We used the spatula, but I couldn’t keep up with it. The cane, on the other hand, worked like a treat – tap, tap, false tap, taptaptaptap. Stroke. Taptaptaptap. Cut. Taptaptaptap; then cool the surface with ice from your drink. “This rod really hurts,” the sub told me. “It was good. As long as you caress afterwards, it’s intense then it’s good.

Impact play session in a BDSM studio 2.jpeg

An impact play session in a BDSM studio.

She still thought it was better to use a cane from a sex shop. “I would say it’s more precise, so it makes safety easier,” she said. “Accuracy is very important because you don’t want to touch the spine or the kidneys. Using the cane is an art form.

Scarlett echoed the idea, also highlighting security considerations. “Rods are advanced tools that can leave quite nasty marks, due to the toy’s small surface area and relative hardness,” she warned. “They should be avoided by beginners or those with little experience with impact play. Bamboo is a tricky material to work with because it can break very easily.

I headed to a BDSM studio in North London the following week to further investigate. In the interest of journalism and fun, I got tripled by two women and a man. I was face down on a bench with one sitting on my head, while the other two went into town. The metal spatula was okay and made a pleasant clicking sound against my skin, but it was only good to warm me up – so it didn’t hurt enough. The stakes were lined up on my side and moved with a feather duster, twisted and torn off one by one. It hurts, in a good way.

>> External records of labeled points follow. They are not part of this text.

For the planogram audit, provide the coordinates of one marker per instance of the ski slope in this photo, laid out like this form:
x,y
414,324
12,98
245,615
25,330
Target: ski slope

“Green?” the guy asked, fixing the back of my neck with the pointed end of the cane. I said yes in a strangled voice. “Okay, turn up the intensity by 20 percent,” he asked the others. “You’re doing very well,” the woman playing the good cop assured me, as the banging of the bamboo rained down on my body until it twisted and, like the wooden pole, shattered. It might have been cheap, but it didn’t last.

“For the first half, most of the impact play was the spatula,” the dom explained later. “Then you hit harder and harder with the canes; just as you did “argh” and arch your back, we lowered the speed and the intensity. Once someone gets to that point, you don’t have to hit them hard at all to achieve the same effect.

One of the women in the studio replaced it using sandpaper. It was gently scraped against her skin and laid on a surface she could lean on. “Oh my god, everything is fine – I loved it,” she said. “When I was leaning over the glass being pushed into it, I had a really different feeling. And when someone makes you kneel on it, it really hurts.

Looks like DIY toys can be fun, then you can just head to a vanilla shop and buy transport like mine for £ 14.10 if you’ve booked an Airbnb and forgot your toys – just make sure you know what you’re doing and if not, seriously research safer play practices to minimize any damage potential. From a long-term perspective, however, it’s best to invest in the right tools for the job. A Homebase bamboo stick won’t last long once it starts to get used to disciplining people.